Building a pipeline of rehabilitation talent
One of HI’s priorities is supplying countries with local rehabilitation professionals and promoting the professions of occupational therapist, physiotherapist, orthopaedic technologist and orthotic and prosthetic technician so that the needs of as many people with disabilities as possible can be met.
We rely on a pool of skilled professionals from these three sectors to implement our rehabilitation projects. But most importantly, we also offer appropriate training and support for authorities responsible for beginner and refresher courses. Indeed, training and upskilling local health actors are vital to the emergence of new rehabilitation professionals and for ensuring that the skills of existing professionals are maintained and improved.

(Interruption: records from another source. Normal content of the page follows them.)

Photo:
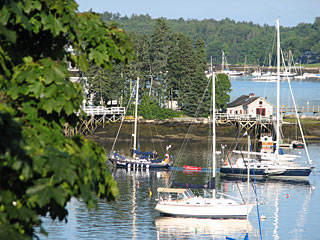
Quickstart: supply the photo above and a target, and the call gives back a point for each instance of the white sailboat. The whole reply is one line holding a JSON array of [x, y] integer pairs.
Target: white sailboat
[[138, 159], [272, 165], [180, 202]]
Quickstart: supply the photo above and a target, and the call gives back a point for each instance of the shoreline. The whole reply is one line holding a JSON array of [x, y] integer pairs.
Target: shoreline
[[177, 128]]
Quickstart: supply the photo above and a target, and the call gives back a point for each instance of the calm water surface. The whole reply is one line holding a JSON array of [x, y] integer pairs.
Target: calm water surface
[[292, 209]]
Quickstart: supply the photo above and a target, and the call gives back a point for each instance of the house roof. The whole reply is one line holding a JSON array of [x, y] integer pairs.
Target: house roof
[[242, 100]]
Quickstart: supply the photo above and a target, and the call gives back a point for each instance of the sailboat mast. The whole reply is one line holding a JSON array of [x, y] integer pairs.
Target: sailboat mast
[[278, 89], [213, 122], [136, 116]]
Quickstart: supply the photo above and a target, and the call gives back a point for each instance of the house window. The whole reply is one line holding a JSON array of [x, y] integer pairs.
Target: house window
[[261, 111]]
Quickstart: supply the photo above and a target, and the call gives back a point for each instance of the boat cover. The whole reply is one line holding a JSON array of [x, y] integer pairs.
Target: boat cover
[[208, 185]]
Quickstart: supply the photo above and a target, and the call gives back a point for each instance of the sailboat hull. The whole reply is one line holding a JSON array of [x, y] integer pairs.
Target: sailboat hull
[[294, 173], [138, 164], [204, 208]]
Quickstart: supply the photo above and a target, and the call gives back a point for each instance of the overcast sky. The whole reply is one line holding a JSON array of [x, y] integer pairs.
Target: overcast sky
[[290, 12]]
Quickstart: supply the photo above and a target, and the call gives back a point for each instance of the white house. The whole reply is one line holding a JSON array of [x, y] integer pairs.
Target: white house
[[251, 106]]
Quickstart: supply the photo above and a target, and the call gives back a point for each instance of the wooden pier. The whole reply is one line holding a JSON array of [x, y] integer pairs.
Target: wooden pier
[[95, 116], [315, 110]]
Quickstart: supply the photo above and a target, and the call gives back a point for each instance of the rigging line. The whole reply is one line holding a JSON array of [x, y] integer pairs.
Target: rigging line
[[158, 136], [122, 120], [187, 138]]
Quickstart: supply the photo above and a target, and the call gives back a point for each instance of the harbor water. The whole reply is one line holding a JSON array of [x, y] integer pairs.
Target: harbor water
[[290, 209]]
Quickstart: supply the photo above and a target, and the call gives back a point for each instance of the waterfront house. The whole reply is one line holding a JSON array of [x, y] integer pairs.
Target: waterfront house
[[250, 106]]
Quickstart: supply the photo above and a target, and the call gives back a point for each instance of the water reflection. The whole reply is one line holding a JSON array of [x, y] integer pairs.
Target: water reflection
[[291, 209], [180, 228]]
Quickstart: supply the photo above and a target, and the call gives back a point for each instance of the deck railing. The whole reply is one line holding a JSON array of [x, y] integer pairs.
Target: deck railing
[[103, 111]]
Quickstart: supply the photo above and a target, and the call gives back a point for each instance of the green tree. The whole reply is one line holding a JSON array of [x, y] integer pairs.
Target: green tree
[[40, 169], [223, 88]]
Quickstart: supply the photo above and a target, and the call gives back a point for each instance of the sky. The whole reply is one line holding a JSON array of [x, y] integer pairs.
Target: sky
[[290, 12]]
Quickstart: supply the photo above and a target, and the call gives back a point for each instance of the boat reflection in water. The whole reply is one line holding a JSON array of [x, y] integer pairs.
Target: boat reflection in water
[[180, 228]]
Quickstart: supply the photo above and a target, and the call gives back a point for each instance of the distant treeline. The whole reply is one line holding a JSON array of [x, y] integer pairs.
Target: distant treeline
[[239, 40]]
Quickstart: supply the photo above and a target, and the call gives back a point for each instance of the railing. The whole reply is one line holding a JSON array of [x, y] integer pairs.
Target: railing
[[243, 117], [301, 109], [100, 111]]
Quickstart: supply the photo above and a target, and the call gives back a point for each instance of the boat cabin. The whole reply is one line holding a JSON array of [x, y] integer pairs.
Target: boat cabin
[[172, 194], [250, 106]]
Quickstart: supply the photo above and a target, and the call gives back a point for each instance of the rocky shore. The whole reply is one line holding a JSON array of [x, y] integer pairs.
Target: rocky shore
[[197, 128]]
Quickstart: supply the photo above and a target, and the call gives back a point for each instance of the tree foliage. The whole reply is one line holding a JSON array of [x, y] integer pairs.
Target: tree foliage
[[171, 67], [236, 39], [40, 169]]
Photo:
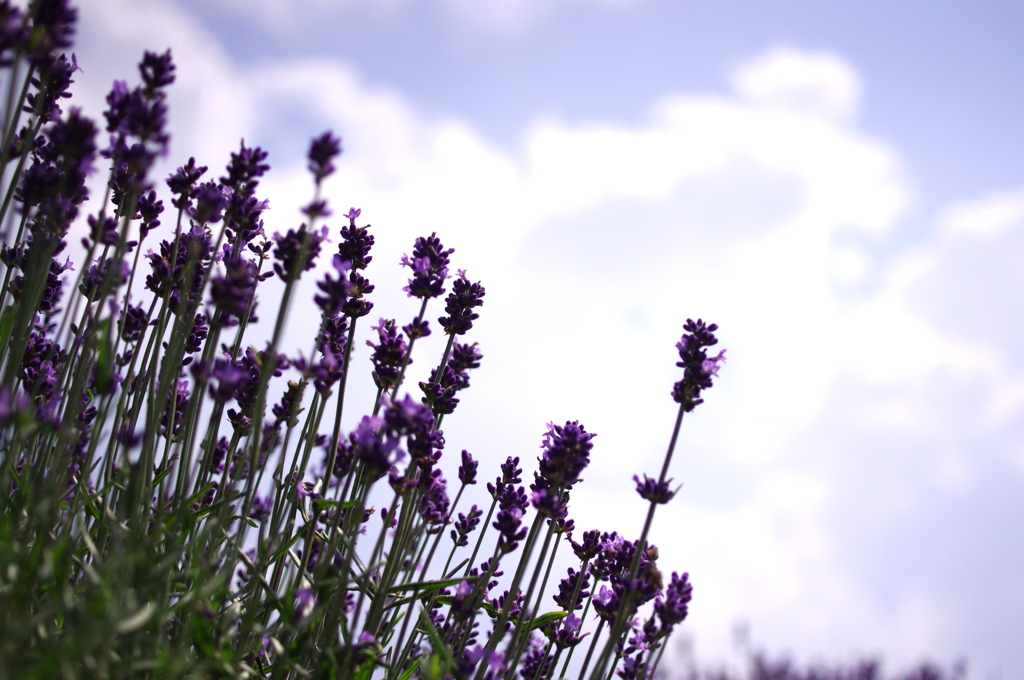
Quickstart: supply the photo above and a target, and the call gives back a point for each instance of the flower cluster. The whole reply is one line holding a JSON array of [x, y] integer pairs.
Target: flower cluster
[[184, 494]]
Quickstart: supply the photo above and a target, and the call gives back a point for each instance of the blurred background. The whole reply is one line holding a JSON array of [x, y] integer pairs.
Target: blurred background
[[838, 185]]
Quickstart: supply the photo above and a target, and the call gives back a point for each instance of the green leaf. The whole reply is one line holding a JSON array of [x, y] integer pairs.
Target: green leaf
[[104, 358], [546, 619], [6, 325]]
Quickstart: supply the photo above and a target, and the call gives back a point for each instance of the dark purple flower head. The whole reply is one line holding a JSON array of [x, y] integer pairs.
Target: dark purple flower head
[[52, 83], [322, 152], [180, 266], [566, 453], [232, 292], [334, 333], [198, 334], [460, 303], [245, 169], [182, 183], [652, 491], [357, 305], [429, 264], [296, 251], [355, 242], [464, 358], [698, 369], [572, 590], [133, 323], [150, 209], [537, 663], [510, 475], [418, 328], [466, 525], [548, 504], [675, 606], [509, 524], [389, 353], [374, 448], [335, 290], [406, 417], [467, 471]]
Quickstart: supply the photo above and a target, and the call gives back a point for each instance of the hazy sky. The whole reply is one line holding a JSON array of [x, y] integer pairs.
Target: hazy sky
[[838, 185]]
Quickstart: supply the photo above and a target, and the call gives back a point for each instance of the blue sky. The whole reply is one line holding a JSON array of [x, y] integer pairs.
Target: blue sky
[[839, 185]]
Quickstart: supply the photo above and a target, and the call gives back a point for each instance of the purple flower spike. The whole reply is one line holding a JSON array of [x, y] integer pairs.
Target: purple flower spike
[[429, 264], [182, 183], [566, 453], [467, 471], [651, 491], [389, 353], [291, 249], [322, 152], [335, 290], [675, 606], [698, 368], [459, 305]]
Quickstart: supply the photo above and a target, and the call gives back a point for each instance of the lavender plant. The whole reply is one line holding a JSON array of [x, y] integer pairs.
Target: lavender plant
[[179, 502]]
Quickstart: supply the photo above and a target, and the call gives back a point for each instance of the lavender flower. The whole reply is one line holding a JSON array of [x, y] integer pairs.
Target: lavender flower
[[651, 490], [323, 151], [465, 525], [566, 453], [355, 242], [335, 290], [460, 304], [698, 369], [182, 183], [467, 471], [429, 265], [674, 607], [296, 251], [389, 354]]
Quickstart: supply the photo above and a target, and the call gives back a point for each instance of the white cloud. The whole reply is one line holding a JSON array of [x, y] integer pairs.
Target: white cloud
[[817, 84], [587, 229]]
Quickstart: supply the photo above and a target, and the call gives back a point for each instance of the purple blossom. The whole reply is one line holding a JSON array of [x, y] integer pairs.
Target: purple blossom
[[465, 525], [429, 264], [566, 453], [245, 169], [355, 242], [460, 304], [335, 290], [182, 183], [698, 369], [376, 451], [296, 251], [210, 204], [418, 328], [323, 151], [653, 491], [133, 322], [389, 353], [52, 82], [358, 286], [589, 547], [467, 471], [233, 291], [566, 587], [674, 607]]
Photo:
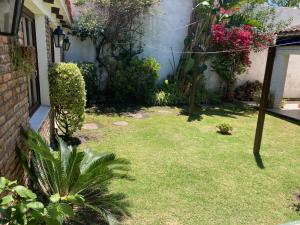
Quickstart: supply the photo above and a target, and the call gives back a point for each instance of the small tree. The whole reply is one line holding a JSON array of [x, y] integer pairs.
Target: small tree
[[68, 97], [237, 32], [115, 27], [286, 3]]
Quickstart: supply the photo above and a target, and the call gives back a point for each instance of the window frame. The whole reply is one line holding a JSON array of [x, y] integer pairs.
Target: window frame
[[26, 17]]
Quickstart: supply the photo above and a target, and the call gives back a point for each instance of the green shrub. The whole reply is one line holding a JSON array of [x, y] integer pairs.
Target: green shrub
[[169, 95], [162, 98], [80, 176], [248, 91], [68, 97], [134, 80], [20, 206], [225, 129], [89, 74]]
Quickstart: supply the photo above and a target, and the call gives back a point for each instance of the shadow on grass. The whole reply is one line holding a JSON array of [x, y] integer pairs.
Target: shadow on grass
[[114, 110], [282, 117], [259, 161], [223, 110]]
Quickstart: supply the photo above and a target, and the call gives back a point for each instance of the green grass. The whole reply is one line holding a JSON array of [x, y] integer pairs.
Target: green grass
[[185, 173]]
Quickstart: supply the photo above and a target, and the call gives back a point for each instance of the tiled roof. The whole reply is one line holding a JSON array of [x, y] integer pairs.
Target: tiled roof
[[294, 30], [68, 4]]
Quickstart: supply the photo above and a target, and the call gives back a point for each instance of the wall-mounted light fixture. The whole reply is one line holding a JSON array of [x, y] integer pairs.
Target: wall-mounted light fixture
[[58, 36], [10, 15], [66, 44]]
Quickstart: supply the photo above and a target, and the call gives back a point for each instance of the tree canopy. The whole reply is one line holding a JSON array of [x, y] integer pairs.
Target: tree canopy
[[285, 3]]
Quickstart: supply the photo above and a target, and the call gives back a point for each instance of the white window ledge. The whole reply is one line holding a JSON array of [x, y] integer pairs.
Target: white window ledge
[[37, 119]]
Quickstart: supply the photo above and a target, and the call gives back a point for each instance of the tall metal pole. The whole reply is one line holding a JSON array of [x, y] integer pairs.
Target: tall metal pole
[[264, 100]]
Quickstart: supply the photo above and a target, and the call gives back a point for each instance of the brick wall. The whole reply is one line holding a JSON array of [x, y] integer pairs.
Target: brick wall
[[49, 40], [13, 111]]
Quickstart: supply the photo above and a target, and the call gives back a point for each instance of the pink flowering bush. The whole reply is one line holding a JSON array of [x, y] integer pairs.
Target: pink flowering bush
[[235, 44]]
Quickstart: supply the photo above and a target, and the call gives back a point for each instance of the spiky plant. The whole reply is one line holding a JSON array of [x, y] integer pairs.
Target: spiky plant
[[70, 172]]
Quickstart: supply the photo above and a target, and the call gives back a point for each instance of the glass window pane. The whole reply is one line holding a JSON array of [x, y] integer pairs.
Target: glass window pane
[[6, 15]]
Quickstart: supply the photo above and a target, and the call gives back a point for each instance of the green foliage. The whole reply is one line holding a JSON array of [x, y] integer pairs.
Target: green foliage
[[89, 74], [228, 68], [248, 91], [286, 3], [19, 206], [68, 96], [116, 27], [168, 95], [79, 177], [263, 17], [134, 80], [225, 129]]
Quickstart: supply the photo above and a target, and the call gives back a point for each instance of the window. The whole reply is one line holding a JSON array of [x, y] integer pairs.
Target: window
[[29, 39]]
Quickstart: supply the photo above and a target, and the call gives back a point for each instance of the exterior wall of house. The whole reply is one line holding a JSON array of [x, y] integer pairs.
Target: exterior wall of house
[[13, 111], [80, 51], [165, 29]]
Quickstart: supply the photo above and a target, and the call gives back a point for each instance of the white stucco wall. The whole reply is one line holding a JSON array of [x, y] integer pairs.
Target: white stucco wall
[[292, 84], [80, 51], [165, 29], [257, 69]]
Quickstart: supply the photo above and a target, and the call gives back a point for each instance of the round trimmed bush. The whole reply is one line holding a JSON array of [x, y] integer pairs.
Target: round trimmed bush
[[67, 96]]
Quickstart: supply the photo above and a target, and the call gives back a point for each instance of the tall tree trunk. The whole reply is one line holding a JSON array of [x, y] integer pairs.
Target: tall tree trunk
[[199, 60]]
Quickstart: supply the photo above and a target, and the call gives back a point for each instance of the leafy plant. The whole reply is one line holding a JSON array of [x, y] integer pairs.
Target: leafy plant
[[225, 129], [91, 79], [134, 80], [19, 206], [248, 91], [115, 27], [68, 97], [82, 177], [168, 95]]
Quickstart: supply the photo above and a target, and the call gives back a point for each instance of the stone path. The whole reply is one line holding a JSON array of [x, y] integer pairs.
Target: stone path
[[90, 126], [139, 115]]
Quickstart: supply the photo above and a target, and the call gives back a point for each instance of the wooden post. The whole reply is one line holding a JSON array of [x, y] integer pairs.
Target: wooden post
[[264, 100]]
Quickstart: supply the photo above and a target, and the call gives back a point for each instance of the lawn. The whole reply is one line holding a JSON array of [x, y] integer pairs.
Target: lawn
[[185, 173]]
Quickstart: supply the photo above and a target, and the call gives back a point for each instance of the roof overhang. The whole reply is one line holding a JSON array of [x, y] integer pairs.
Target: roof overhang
[[58, 11]]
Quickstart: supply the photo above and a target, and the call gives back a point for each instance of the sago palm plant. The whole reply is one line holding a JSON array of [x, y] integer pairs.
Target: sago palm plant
[[71, 172]]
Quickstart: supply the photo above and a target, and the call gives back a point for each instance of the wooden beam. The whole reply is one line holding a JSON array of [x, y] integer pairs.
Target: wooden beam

Remote training is preferred in emergency situations, such as in Syria and Yemen.
Services for all
In crisis situations, our objectives may focus on rapidly covering urgent needs and, in post-emergency and development settings, on ensuring the transfer of skills and the establishment of appropriate, accessible, and viable services. We endeavour to maximise the skills of local rehabilitation professionals and develop close relationships with the health authorities. We work to obtain rapid, tangible results to facilitate access for people with disabilities to rehabilitation services, whilst ensuring conditions that are favourable to the development of sustainable, high-quality services.
Our organisation oversees a number of research projects intended to improve and develop our methodologies and technical resources. Teams also combine e-learning, 3D manufacturing, and the digital revolution to facilitate the remote monitoring and referral of patients. These resources are absolutely vital to identifying and prioritising needs, rationalising our approach and assessing project impact.
For example, HI places an emphasis on the use of new technologies to reduce the amount of travel required for orthopaedic fitting and rehabilitation appointments or for professional training sessions and coordination meetings between actors.
We make use of telephone and internet networks which are now more widely available. Through our “Access to Rehabilitation Services on Islands” project, we are exploring innovative solutions to the fundamental issue of people’s access to services, notably through the use of new technologies in the rehabilitation sectors in Haiti and Madagascar.
Testing different methodologies and tools can trigger significant changes in how we approach access to rehabilitation, including for governments and non-governmental organisations.